What is it?
It’s necessary to view the refreshed Volvo S80 with a sense of proportion. This car is never going to be an Autocar driver’s favourite. But it could make a case for business drivers who rarely leave the motorway because they need to get where they are going.
The DRIVe, despite its SE specification, retails at £22,245 (our test car’s leather trim and heated seats added £1450 to the price) making it just two or three thousand pounds more expensive than a Mondeo or Insignia.
However, it has rather less power on tap than typical rivals because of the downsized 1.6-litre turbodiesel engine. However, there are extremely competitive leasing rates currently being offered for DRIVe as well as the positive tax effect of a Co2 output of just 129g/km.
What’s it like?
This S80 is pretty pedestrian out of the traps, but once it’s rolling the 107bhp engine has a surprising amount of muscle. 80mph is a comfortable gait and the top (fifth) ratio is well judged enough to allow the car to range between 60mph and 80mph without cog swapping.
Other impressive aspects were the slick ‘box and smooth clutch action, engine and cabin refinement, impressive standard-issue stereo and climate control and the promise of a trans-continental range. Even with the trip computer showing 40.5mpg it predicted a range of 710 miles.
Although on a good stretch of motorway, it can be impressively refined settled, the majority of the time (in the UK at least) the DRIVe is constantly reacting to the road surface.
It gently hops and skips and thumps over even reasonable surfaces.

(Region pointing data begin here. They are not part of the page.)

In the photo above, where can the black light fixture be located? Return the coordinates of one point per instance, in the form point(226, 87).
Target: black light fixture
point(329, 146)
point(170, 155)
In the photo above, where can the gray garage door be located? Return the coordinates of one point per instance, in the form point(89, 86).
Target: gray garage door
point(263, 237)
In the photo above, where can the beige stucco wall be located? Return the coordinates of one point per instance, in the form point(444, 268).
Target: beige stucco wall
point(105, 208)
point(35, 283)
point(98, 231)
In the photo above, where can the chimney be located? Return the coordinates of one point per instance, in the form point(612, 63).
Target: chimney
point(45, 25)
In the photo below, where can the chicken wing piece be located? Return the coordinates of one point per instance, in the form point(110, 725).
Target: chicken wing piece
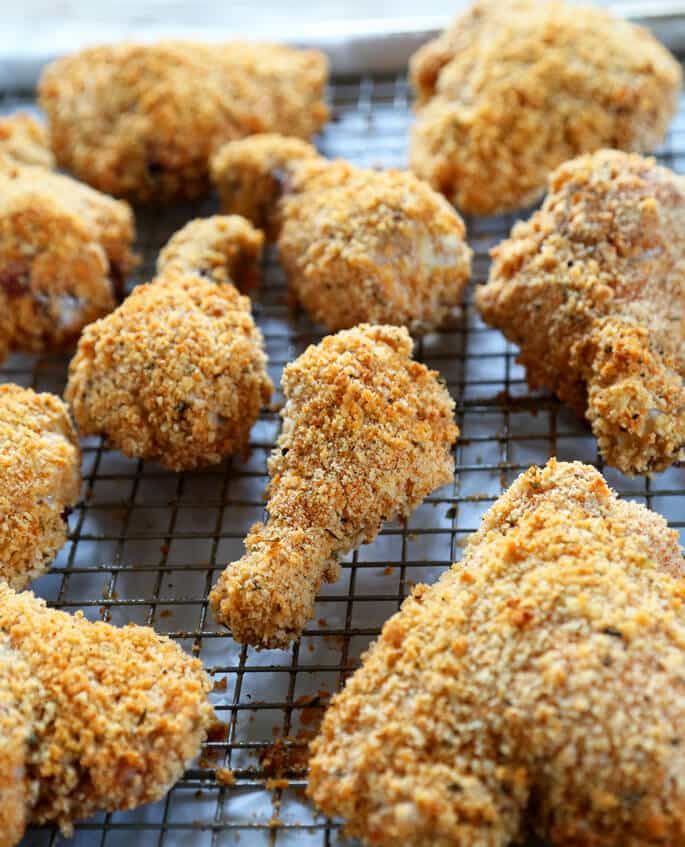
point(357, 245)
point(25, 140)
point(41, 480)
point(512, 90)
point(367, 434)
point(113, 715)
point(141, 121)
point(64, 251)
point(538, 682)
point(177, 373)
point(592, 290)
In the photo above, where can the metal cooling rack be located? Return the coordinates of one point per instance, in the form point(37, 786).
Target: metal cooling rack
point(146, 544)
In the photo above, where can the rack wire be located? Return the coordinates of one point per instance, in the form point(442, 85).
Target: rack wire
point(145, 544)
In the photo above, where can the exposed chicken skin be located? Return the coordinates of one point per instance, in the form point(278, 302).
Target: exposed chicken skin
point(177, 373)
point(367, 434)
point(592, 289)
point(539, 682)
point(512, 90)
point(64, 250)
point(25, 140)
point(113, 715)
point(357, 245)
point(141, 121)
point(41, 479)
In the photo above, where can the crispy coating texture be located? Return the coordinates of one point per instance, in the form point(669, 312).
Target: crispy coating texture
point(118, 714)
point(177, 373)
point(41, 480)
point(64, 250)
point(512, 90)
point(222, 248)
point(249, 175)
point(141, 121)
point(367, 434)
point(25, 140)
point(539, 682)
point(358, 246)
point(592, 289)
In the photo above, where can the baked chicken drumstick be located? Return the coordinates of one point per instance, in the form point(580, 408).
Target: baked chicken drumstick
point(538, 683)
point(367, 434)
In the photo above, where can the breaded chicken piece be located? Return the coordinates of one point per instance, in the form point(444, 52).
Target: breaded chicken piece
point(357, 245)
point(118, 714)
point(64, 251)
point(592, 290)
point(367, 434)
point(177, 373)
point(222, 248)
point(25, 140)
point(41, 480)
point(141, 121)
point(512, 90)
point(538, 682)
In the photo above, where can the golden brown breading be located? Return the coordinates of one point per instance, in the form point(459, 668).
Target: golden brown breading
point(358, 246)
point(178, 372)
point(119, 712)
point(512, 90)
point(367, 434)
point(222, 248)
point(591, 288)
point(25, 140)
point(539, 681)
point(249, 175)
point(141, 121)
point(41, 479)
point(64, 250)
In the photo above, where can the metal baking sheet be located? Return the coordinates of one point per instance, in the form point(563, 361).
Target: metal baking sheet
point(146, 544)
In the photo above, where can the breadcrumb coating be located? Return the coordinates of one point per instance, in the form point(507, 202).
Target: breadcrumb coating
point(119, 711)
point(367, 434)
point(512, 90)
point(141, 121)
point(591, 289)
point(25, 140)
point(177, 373)
point(222, 248)
point(64, 250)
point(358, 246)
point(249, 175)
point(538, 682)
point(41, 480)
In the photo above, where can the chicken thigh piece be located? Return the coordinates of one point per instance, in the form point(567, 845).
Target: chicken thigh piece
point(40, 471)
point(102, 718)
point(177, 373)
point(357, 245)
point(512, 90)
point(367, 434)
point(592, 290)
point(538, 683)
point(64, 252)
point(141, 120)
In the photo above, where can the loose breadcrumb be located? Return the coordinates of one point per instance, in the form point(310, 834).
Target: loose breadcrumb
point(539, 682)
point(41, 480)
point(177, 373)
point(367, 434)
point(25, 140)
point(591, 289)
point(117, 716)
point(64, 251)
point(142, 121)
point(512, 90)
point(357, 245)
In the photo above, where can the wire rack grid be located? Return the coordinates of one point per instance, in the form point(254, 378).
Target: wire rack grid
point(145, 545)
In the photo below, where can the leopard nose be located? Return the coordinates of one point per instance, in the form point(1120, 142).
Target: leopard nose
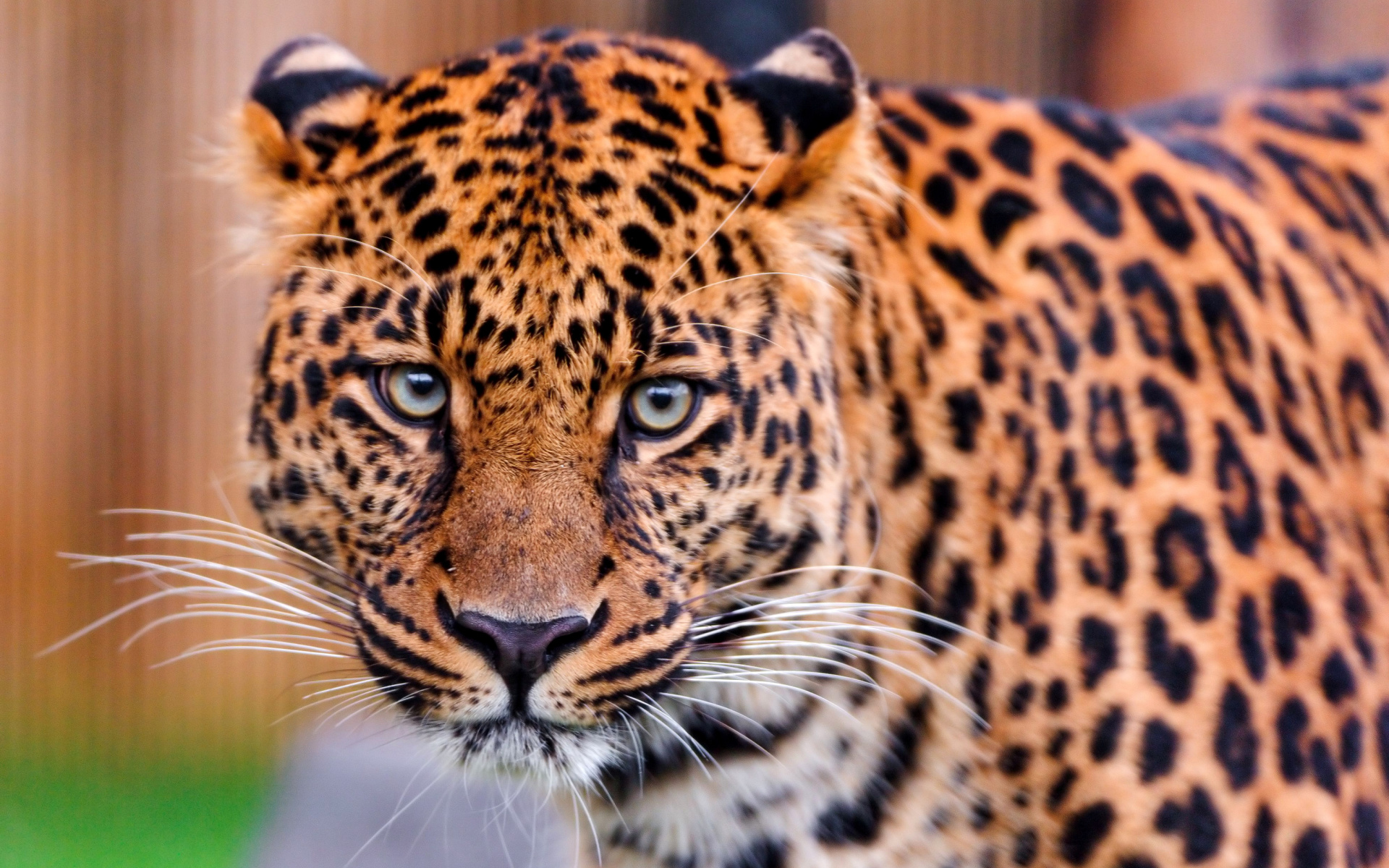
point(520, 652)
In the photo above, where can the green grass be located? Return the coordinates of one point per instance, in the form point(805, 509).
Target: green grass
point(92, 817)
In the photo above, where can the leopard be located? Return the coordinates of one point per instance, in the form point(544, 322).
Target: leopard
point(792, 469)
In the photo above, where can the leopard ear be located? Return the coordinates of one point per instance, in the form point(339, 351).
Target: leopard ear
point(810, 101)
point(309, 99)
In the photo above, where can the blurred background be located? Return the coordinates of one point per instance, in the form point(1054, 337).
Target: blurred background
point(127, 338)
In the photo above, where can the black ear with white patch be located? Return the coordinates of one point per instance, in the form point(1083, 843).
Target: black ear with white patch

There’s a constant, if moderate, background of agitation and in the hammering motorway rain the car occasional felt as if it needed to be coaxed into running straight and true. Much of the time, these reactions are irritating rather than catastrophic, but they are fundamentally at odds with the S80’s executive demeanor.
However, it’s the steering response in more demanding conditions that undermines this S80. On the fast sweeper from the M3 to M25, the (lightish) steering lost a most of its feel as the lock went on.
On the usually fast M25 to M23 slip road, however, I had to back right off as the steering almost completely lost contact with reality and I ended with no sense of how the car was pulling itself around the sweeping bend.
Should I buy one?
At the beginning of the year, I drove a version of the revised S80 on sports suspension and found it a notable improvement. This particular model, however, remains adrift of the chassis standards set by most mass-market business class cars.
It’s a pity, considering its potential as executive car that’s within the grasp of business drivers.